Using a vivid metaphor, Burke explains that: “Drugs are unicorns. You look at that forest that we just described, the 10 to the 60th power number of molecules, there's the forest. There are like unicorns running around. And how do you find the unicorns? High output brute force, make as many things as possible. That's not the way to do it, and the world has learned that lesson. That's how people did it for a very long time. It doesn't work very well.
We're on the cusp of a revolution in drug discovery as we speak, where AI, in concert with automated modular chemistry, has the chance to finally transform the way we find tomorrow's medicines where we take the complexity of a human person and can be able to intentionally create precise medicines even for an individual patient, on demand with all the data and AI guidance that we need. I think we'll look back 1000 years from now and recognize this five to ten-year period as the inflection point. And I think the mCLM that has been created is going to be one of the key catalysts that make this possible.”
The future work to this first attempt to jointly model natural language model sequences with modular chemical language and perform chemical reasoning includes incorporating richer information, such as 3D structures of molecules and physical constraints, other modalities such as protein, nucleic acid sequences and cell lines, knowledge from physical simulation tools, protein interaction dynamics, chemical and reaction knowledge bases, and scientific charts into mCLM. The work also includes investigating long reasoning chains across a wider variety of functions, extending to material discovery and the synthesis of molecules, as well as conducting physical testing.
The next step beyond that is for the team to enable the mCLM model to enhance itself and co-evolve with human scientists.

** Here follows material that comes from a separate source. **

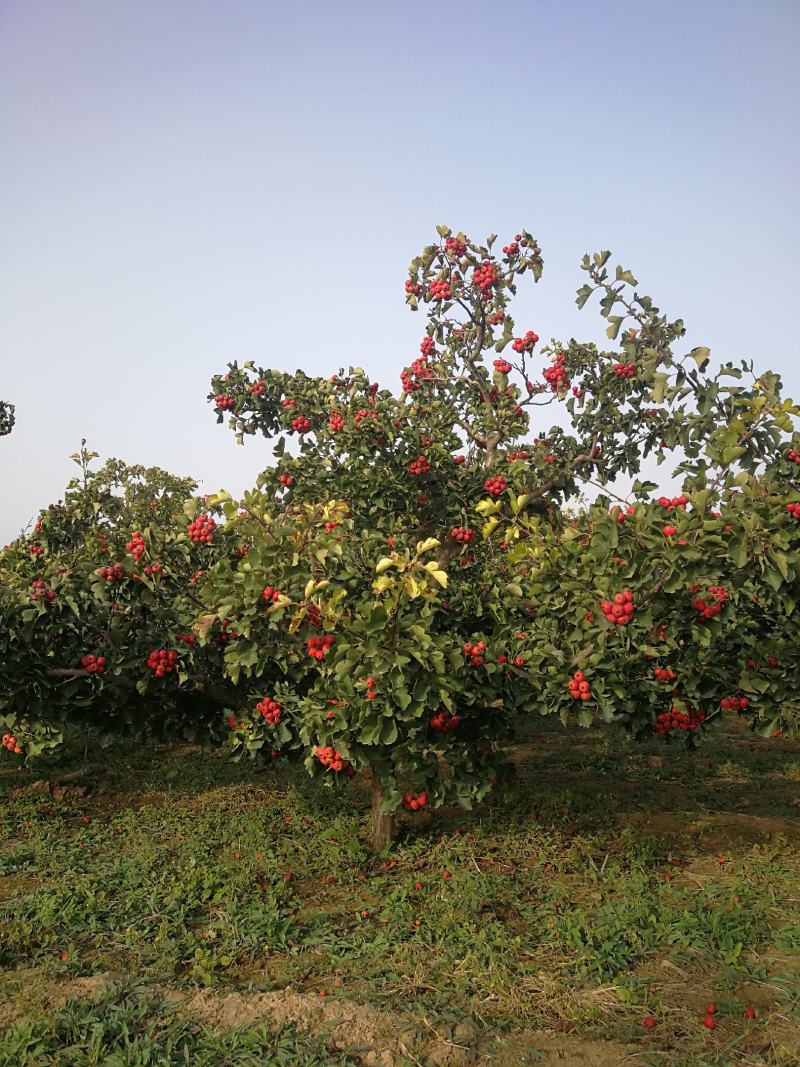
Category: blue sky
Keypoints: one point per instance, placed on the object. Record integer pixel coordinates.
(188, 182)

Burke summarizes that, “one of the amazing things that the mCLM is allowing us to now start to dream about, and again, Heng is leading on this, is to create what you would call an AI scientist that is really a collaborator. The goal in no way, shape, or form is to replace humans’ imagination and creativity. It's to intentionally create a fantastic collaborator. Stuff comes along, it's got hype, and it goes away. This is not that. I've been doing this for 20 years, and with the things I've seen already, I lie in bed at night realizing I need to change my career goals, because the places we can reach are far beyond what I was even dreaming about five years ago. There are certain things that humans still do really, really well. But there are certain things that AI does way better than we can, and I think learning how to synergize is one of the themes of the Molecule Maker Lab Institute.”
Burke concludes,
We have three of these AI institutes in Illinois. To my knowledge, we're the only university in the country that has three of them. Illinois is a place where there are no barriers between disciplines. They just don't exist. We're grateful for that opportunity. We don't take it for granted, and we're trying to run as fast as we can while the lights are on to get as much done as we can.